# Some Pictures and Comics I made



## The Milkman (Jul 13, 2011)

So heres a few pics I made quite a while ago. Im not really an artist and I felt like posting somthing I drew to the internet so...ya. Enjoy 
	

	
	
		
		

		
			
























I wasnt too happy with the fact I didnt shade out of lazyness and how the back claw came out.
Ill upload more later
Added a few more these were a few pics I made


----------



## AlanJohn (Jul 13, 2011)

They look like they were made by a 5 year old.


----------



## Ikki (Jul 13, 2011)

Your mom will always say she likes your drawings.


----------



## YetoJesse (Jul 13, 2011)

Ikki said:
			
		

> Your mom will always say she likes your drawings.


until your at the age you should gtfo to your own lair...


----------



## Haloman800 (Jul 13, 2011)

AlanJohn's a troll, don't pay any attention to him.

They look pretty funny, and I like the drawing style, but I can't read them atm.


----------



## AlanJohn (Jul 13, 2011)

Haloman800 said:
			
		

> AlanJohn's a troll, don't pay any attention to him.
> 
> They look pretty funny, and I like the drawing style, but I can't read them atm.


I'm not a troll.




In fact I made my own comic series myself.


----------



## The Milkman (Jul 13, 2011)

XD I know thier crappy quality but I make these mostly is school and alot of people at the school seem to love it so I thought I would get the opinion of some people with more experience then me in this subject.

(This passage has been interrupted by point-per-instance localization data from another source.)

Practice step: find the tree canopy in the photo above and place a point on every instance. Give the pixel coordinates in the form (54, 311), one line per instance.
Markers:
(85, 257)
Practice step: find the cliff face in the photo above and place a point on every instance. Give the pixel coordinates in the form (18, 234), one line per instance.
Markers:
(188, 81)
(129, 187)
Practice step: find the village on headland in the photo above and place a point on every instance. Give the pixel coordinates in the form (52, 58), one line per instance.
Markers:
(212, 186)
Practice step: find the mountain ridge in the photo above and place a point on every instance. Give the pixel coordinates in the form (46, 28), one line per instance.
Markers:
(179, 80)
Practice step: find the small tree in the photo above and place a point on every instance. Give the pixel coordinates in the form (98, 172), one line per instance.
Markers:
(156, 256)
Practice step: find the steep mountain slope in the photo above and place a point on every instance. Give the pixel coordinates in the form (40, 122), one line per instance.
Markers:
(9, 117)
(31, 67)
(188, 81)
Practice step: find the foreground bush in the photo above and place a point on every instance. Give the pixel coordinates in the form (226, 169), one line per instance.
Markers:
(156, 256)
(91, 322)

Also ill put up a transcript or just use paint to make the words clearer later on. Also Alan if you could tell me how these look like a 5 years drawing it would be appreciated. also the subtitle is a joke which apparently isn't clear >.>


----------



## cosmiccow (Jul 13, 2011)

Alright now I'm looking forward to the pedal-controller addon for 3DS.


----------



## Nimbus (Jul 13, 2011)

This thread is awesome, hands down.

Not kidding either.


----------